Best Paint Brushes
The best paint brushes for use in interior and exterior home painting.
Besides paint, the painter needs brushes. The best brushes for plain work are what are called pound brushes (most of them weigh less than half a pound, but that is the name of them), which are round brushes nearly two inches in diameter and with bristles six inches long, when new. Next in value to these is an oval brush, two and a half inches wide. A great deal of house-painting is done with four- and five-inch flat brushes; the objection to these is that it is too hard work to use them properly; the paint should be well rubbed on, and you cannot do this with a very wide brush.
When using a new pound brush (or any brush with very long bristles) it is necessary to put a bridle on the brush. This consists in tying the bristles with an encircling band, and some do it by winding, the brush with cord; but the easiest way, and I think the best, is to wrap a piece of cloth around the brush, a piece say eight inches wide, and tie.it firmly first to the binding. Then with another piece of cord tie it around the bristles, say four inches from the end of the bristles, and two inches from the binding; then turn back the cloth, like a sleeve half turned inside out, and draw it tight, and tie it again around the binding. Trim it off, and the bridle is done. As the bristles wear short the bridle may be moved up, and finally removed. But don't buy a new brush with a bridle on it; take it off and see if the bristles are elastic and strong; soft, flabby bristles do not make a good brush. The best brush money can buy is a good investment.
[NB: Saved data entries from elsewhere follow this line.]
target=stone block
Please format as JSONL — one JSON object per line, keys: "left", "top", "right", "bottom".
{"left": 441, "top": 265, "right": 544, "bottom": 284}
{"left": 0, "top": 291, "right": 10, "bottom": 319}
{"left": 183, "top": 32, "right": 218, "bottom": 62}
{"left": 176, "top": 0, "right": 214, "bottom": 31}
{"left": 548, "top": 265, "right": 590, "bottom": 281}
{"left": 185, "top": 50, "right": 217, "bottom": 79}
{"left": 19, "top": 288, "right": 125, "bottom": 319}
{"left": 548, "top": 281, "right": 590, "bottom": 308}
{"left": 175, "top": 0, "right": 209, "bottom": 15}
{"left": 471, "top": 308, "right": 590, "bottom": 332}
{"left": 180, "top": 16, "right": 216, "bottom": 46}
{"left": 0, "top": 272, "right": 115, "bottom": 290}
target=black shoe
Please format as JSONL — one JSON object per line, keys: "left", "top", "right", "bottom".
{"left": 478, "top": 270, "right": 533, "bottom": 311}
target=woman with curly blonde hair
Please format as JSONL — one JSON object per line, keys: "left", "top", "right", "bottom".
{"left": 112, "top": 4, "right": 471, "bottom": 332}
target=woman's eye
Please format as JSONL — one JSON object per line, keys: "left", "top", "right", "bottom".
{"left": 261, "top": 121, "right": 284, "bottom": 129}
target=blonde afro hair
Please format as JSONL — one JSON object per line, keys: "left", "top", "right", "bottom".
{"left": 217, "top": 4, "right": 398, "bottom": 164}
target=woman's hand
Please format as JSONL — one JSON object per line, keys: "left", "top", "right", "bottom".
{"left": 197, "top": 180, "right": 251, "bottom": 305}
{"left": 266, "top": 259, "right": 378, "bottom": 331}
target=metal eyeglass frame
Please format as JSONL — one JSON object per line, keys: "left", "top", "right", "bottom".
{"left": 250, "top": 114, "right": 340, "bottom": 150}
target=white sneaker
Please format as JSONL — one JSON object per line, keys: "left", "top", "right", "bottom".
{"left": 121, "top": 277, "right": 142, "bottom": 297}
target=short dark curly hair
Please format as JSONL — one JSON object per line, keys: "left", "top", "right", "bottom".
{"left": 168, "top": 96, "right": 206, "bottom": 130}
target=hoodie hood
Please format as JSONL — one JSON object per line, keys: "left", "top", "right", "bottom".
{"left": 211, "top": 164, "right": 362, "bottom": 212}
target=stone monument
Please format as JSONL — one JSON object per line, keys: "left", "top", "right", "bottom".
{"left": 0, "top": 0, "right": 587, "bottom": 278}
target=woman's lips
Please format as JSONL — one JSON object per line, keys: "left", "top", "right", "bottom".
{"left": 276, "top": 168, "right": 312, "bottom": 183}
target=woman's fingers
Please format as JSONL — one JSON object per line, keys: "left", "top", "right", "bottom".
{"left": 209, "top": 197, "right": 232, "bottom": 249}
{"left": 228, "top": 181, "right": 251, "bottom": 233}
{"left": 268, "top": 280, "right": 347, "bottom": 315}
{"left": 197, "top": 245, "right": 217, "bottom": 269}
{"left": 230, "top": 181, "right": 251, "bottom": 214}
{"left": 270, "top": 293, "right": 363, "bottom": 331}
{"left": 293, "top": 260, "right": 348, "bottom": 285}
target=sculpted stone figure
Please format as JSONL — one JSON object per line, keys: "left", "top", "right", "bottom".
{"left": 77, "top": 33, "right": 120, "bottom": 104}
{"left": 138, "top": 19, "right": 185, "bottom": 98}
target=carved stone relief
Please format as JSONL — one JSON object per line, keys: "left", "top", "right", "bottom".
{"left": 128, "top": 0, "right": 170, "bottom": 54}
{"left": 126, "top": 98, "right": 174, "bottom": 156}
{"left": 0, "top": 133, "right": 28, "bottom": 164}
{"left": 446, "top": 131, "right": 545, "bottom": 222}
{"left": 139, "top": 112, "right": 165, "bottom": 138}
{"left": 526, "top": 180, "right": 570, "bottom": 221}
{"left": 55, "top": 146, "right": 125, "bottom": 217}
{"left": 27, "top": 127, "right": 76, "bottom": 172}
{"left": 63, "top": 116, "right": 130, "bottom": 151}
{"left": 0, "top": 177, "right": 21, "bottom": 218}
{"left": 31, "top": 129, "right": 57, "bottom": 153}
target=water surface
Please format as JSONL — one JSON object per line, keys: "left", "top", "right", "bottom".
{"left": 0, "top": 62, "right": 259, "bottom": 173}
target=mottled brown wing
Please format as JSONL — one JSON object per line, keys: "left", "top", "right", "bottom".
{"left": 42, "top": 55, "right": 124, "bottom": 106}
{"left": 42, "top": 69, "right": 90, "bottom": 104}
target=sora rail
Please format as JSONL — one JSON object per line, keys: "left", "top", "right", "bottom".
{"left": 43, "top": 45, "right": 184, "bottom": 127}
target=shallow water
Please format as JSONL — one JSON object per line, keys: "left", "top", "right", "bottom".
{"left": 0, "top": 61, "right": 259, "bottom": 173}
For varnishing use an oval or flat varnish brush. These do not have so long bristles; for most work a brush two and one-half inches wide is large enough, though for flowing varnish on to a flat surface a four-inch flat brush is useful.
Of course, for painting sash a small brush is necessary; brushes made for this purpose are called "sash tools"; round brushes of various sizes, none very large. Some of these have a convex end, others are chiseled; a chisel end is one that has been clipped off from each of two sides so as to give an edge along the middle of the end of the brush. Oval brushes are generally finished with a chisel end,' especially oval varnish brushes; round and flat brushes not often, but flat varnish brushes have sometimes chisel ends. Some of these oval and flat bristle brushes are very useful in painting, especially about moldings and the like; from one to two and a half inches in width.
In fact, a two-inch oval varnish brush is an exceedingly useful implement for a great variety of work. For flowing on varnish a soft, flat brush, made of camel's hair, is best; it is convenient to have one narrow, say one inch, one medium, two inches, one wide, four inches. Paint is not easily handled with these soft brushes. Besides these, painters use dusting brushes, of stiff bristles, loosely built, spreading like a broom; and for cleaning old paint they use ordinary scrubbing brushes, and sometimes steel wire brushes, which are scrubbing brushes with stiff steel wire instead of bristles; a good style is about three inches wide and six or eight inches long, with wires three inches long.